The bottleneck moved upstream

Your coding speed doesn't matter anymore. What matters is how clearly you can explain what you want the model to build. Cursor tab-complete feels faster than VS Code specifically because fewer rewrites are needed, less friction in the speak-to-intent-to-code loop. But that loop is now longer. You're not dictating the function. You're dictating the rule the function should implement, the context it needs, the assumptions it should validate.

That's more words. Much more. And it's the work that actually matters.

The economics of word caps

Most dictation tools are cloud-based. Your audio travels to a server, where Whisper or another model transcribes it. Then a polish model cleans it up. That's the pitch. But each minute of audio costs money to process, so they cap free tier to control costs.

Wispr Flow caps free tier at 2000 words per month. That's roughly 7 minutes of dictation. For a design doc, you're done.

The cap isn't a technical limit. It's a pricing lever protecting cloud compute cost. Which means if a tool is uncapped on the free tier, the architecture is fundamentally different.

What changes when the model runs locally

Recitey runs Whisper on your device. No audio leaves the machine. No cloud inference, no variable cost per word. Your speech-to-text is free, now, and forever, with zero word counter.

This matters for two reasons:

Developers don't trust cloud dictation with code. Even if your company's data handling is clean, sending a code snippet and architectural decision to a third-party API feels like a compliance risk. Marcus refused to try Wispr because code IP leaves the device.
The variable cost structure of local inference means uncapping free tier is economically viable. The only cost is your device's CPU, which you're already paying for.

What you give up on free tier

Recitey's free tier is transcription only. The polish pass, the rewrite that turns 'uh so the function should like, iterate over' into clean prose, lives in Pro.

That's the trade-off. Wispr and competitors charge for the transcription because it's expensive. Recitey charges for the rewrite because the transcription is free.

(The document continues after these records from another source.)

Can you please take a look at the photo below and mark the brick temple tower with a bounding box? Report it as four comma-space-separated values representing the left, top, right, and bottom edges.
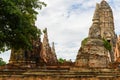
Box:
75, 0, 117, 68
40, 28, 57, 65
99, 0, 117, 62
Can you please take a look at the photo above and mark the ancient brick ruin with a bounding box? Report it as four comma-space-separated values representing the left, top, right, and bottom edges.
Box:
3, 0, 120, 72
8, 0, 120, 69
75, 0, 117, 68
9, 28, 57, 67
1, 0, 120, 80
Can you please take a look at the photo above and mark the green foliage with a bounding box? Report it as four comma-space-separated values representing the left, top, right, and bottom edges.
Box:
43, 28, 47, 33
103, 39, 112, 51
58, 58, 65, 63
0, 58, 6, 66
0, 0, 46, 52
81, 37, 88, 46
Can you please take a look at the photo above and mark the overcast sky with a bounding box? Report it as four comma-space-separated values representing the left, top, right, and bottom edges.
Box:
0, 0, 120, 62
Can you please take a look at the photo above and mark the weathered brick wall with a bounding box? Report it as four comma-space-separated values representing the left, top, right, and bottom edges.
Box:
0, 76, 120, 80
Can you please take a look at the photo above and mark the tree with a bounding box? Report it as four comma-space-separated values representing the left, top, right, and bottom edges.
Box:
0, 58, 6, 66
58, 58, 65, 63
0, 0, 46, 52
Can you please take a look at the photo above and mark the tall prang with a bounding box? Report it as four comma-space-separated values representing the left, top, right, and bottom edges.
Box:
99, 0, 117, 62
75, 0, 117, 68
40, 28, 57, 65
51, 42, 58, 63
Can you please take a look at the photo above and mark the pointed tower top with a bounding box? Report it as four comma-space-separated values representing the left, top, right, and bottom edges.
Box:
51, 42, 57, 63
100, 0, 110, 8
43, 28, 49, 46
92, 3, 100, 22
51, 42, 55, 53
101, 0, 106, 2
43, 28, 48, 34
43, 28, 48, 38
45, 27, 47, 31
101, 0, 107, 4
52, 42, 55, 48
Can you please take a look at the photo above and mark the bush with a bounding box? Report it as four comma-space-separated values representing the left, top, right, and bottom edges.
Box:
103, 39, 111, 51
81, 37, 88, 47
58, 58, 65, 63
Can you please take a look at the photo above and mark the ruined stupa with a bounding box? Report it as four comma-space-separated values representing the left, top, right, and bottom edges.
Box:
9, 28, 57, 66
40, 28, 57, 65
9, 38, 42, 65
75, 0, 117, 68
51, 42, 58, 63
9, 48, 25, 64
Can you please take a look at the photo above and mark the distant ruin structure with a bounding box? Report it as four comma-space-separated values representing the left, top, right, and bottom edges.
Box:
40, 28, 57, 65
9, 28, 57, 66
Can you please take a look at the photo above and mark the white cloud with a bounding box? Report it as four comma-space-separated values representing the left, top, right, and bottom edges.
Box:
36, 0, 99, 61
110, 1, 120, 34
36, 0, 120, 61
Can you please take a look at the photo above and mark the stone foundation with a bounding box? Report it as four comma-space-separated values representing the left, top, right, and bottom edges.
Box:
0, 69, 120, 80
1, 76, 120, 80
0, 75, 120, 80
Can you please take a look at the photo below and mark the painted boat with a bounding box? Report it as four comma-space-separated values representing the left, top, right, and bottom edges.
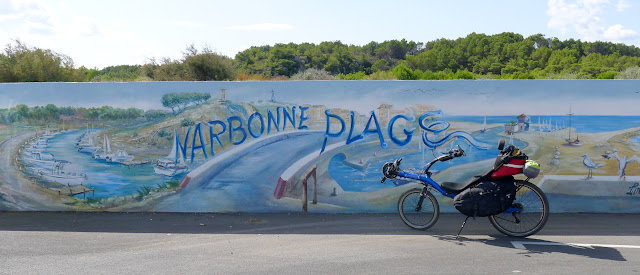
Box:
93, 134, 114, 160
106, 149, 134, 163
37, 161, 87, 186
23, 152, 56, 168
153, 130, 188, 176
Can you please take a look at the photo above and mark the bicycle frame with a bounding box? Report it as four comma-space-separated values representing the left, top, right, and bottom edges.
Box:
396, 170, 523, 214
387, 144, 548, 237
397, 171, 455, 198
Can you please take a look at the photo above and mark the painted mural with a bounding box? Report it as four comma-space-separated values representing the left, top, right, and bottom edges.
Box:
1, 80, 639, 213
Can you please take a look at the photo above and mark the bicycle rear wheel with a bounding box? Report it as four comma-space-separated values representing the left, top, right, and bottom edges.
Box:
398, 188, 440, 230
489, 180, 549, 237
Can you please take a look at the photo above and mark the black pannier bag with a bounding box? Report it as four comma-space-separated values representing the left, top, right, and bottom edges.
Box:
453, 176, 517, 217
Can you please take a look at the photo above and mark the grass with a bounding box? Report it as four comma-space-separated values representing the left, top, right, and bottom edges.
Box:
63, 179, 183, 208
0, 124, 36, 142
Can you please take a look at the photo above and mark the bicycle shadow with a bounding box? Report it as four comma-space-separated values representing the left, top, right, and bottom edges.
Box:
434, 234, 627, 262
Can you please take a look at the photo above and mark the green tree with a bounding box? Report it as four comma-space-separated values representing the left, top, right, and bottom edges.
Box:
15, 104, 30, 119
161, 93, 181, 114
183, 45, 235, 81
391, 63, 417, 80
1, 40, 84, 82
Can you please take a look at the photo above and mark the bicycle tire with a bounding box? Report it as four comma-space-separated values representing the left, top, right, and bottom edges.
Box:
488, 180, 549, 237
398, 188, 440, 230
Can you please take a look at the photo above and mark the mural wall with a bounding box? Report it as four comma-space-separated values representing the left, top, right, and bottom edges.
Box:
1, 80, 639, 213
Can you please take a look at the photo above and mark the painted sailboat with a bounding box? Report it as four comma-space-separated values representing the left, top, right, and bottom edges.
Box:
93, 134, 113, 160
77, 129, 100, 153
565, 106, 583, 147
153, 130, 188, 177
60, 121, 67, 133
480, 116, 487, 133
78, 142, 100, 153
43, 126, 56, 139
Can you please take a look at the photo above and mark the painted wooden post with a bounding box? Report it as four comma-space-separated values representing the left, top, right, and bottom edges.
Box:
312, 167, 317, 205
301, 166, 318, 212
302, 179, 308, 213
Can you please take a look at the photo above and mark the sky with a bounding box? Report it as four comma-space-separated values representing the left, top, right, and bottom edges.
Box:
0, 0, 639, 69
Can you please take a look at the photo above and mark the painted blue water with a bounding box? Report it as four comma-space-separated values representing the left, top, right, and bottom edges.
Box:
632, 136, 640, 146
43, 130, 184, 198
329, 126, 526, 192
445, 115, 640, 133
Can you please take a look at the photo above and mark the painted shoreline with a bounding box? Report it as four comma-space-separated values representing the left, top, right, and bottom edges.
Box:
0, 132, 76, 210
0, 131, 183, 211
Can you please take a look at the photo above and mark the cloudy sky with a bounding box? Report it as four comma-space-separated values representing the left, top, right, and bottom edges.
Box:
1, 0, 638, 69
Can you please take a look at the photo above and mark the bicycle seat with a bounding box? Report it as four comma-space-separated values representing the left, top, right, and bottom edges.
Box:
440, 169, 493, 194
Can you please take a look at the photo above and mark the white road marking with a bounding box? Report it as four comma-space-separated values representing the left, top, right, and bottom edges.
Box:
511, 241, 640, 250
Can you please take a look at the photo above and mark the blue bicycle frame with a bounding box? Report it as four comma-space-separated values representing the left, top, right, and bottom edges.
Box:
397, 171, 455, 198
396, 169, 522, 214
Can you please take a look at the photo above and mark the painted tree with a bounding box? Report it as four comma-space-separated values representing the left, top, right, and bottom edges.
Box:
161, 93, 181, 114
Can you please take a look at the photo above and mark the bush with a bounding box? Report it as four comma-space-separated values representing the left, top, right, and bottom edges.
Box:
454, 70, 476, 80
157, 129, 171, 138
181, 118, 195, 127
616, 66, 640, 79
597, 71, 617, 79
291, 68, 336, 80
391, 63, 417, 80
337, 71, 366, 80
366, 71, 396, 80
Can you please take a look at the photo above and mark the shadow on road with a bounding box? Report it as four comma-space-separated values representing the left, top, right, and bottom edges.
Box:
435, 235, 627, 262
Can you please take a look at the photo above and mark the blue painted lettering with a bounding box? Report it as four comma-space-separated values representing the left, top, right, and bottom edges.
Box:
248, 112, 265, 138
627, 182, 640, 196
346, 111, 364, 145
267, 107, 281, 133
176, 127, 191, 163
363, 111, 388, 149
207, 120, 225, 157
283, 106, 296, 130
321, 109, 345, 154
227, 116, 247, 145
389, 115, 415, 146
190, 123, 208, 163
298, 106, 310, 130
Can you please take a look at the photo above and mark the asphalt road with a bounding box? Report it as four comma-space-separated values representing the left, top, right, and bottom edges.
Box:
1, 212, 639, 274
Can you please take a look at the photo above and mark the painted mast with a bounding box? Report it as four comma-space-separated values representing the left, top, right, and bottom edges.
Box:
567, 105, 574, 142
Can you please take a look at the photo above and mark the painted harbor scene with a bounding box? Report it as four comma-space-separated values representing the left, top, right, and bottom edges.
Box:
1, 80, 639, 213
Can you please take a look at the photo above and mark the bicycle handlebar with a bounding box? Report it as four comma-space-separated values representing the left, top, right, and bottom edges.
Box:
437, 146, 465, 161
381, 146, 466, 182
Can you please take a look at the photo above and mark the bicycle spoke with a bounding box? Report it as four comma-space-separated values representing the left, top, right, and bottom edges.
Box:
398, 189, 439, 230
490, 181, 549, 237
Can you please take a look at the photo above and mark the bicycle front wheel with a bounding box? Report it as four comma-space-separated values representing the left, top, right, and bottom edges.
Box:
489, 180, 549, 237
398, 188, 440, 230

For most developers, this is the better design. You want dictation to be frictionless. You want the rewrite to be optional. The moment your transcription tool starts throttling your thinking, the economics are wrong.

Who this is for

If you're dictating design docs, architectural decisions, PR descriptions, or Slack explanations, anything longer than a quick note, and your current tool caps you mid-month, this changes the constraint.

You're free to think out loud as long as you need to.